C’est donc le moment de décontraction, le moment relax... Et quand vous revenez dans la salle, vous retrouvez, juste à côté de vous, celui qui sera le grand gagnant de cette soirée : le réalisateur de « Parasite », Bong Joon Ho… Quand il s’est levé, il vous a serré la main ?

Non, on s’est serré la main avant, on a fait une photo avec lui… Il est très sympa, souriant, mais il ne parle pas anglais, donc c’était compliqué d’échanger.

Avez-vous senti que l’on peut deviner, par avance, qui va remporter des récompenses ?

Pour « Parasite », beaucoup de monde se doutait qu’il allait rafler des prix. Pour les court-métrages, c’est un peu plus compliqué, je pense. C’est plus difficile de savoir qui va gagner.

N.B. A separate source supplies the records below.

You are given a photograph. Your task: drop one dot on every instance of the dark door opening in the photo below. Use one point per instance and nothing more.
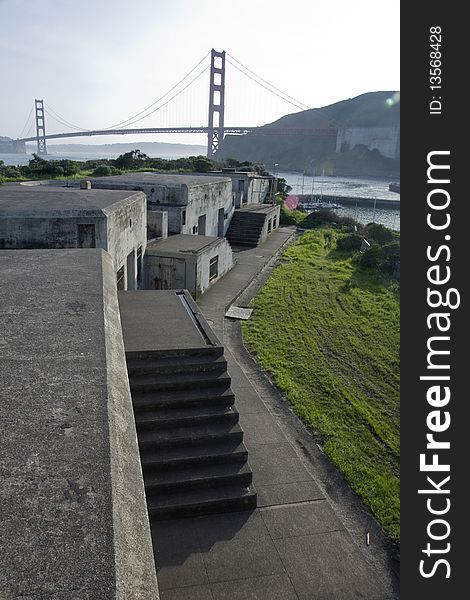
(86, 237)
(201, 225)
(220, 223)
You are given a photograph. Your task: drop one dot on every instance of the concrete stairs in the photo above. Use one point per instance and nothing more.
(191, 445)
(245, 228)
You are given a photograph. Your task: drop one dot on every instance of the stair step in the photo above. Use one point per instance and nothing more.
(202, 501)
(168, 381)
(197, 476)
(217, 452)
(220, 395)
(194, 415)
(175, 365)
(213, 351)
(199, 434)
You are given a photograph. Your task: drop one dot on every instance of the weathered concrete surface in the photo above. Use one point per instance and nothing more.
(50, 217)
(162, 320)
(247, 186)
(183, 261)
(186, 198)
(307, 539)
(73, 512)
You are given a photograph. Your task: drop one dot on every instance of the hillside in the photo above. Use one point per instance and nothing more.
(299, 152)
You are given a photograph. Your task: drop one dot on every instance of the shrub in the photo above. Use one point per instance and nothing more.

Vous êtes resté quelque temps à Los Angeles, après la cérémonie. En avez-vous profité pour taper aux portes, faire des rencontres avec des gens qui pourraient vous faire avancer dans votre carrière ?

Bien sûr. J’ai rencontré un grand manager qui m’a carrément dit : « Ici, quand vous êtes nommé, vous pouvez aller voir n’importe quelle production, ils vous ouvriront les portes. » Ça ne veut pas dire qu’on travaillera avec eux, mais en tout cas, ils vont nous écouter ».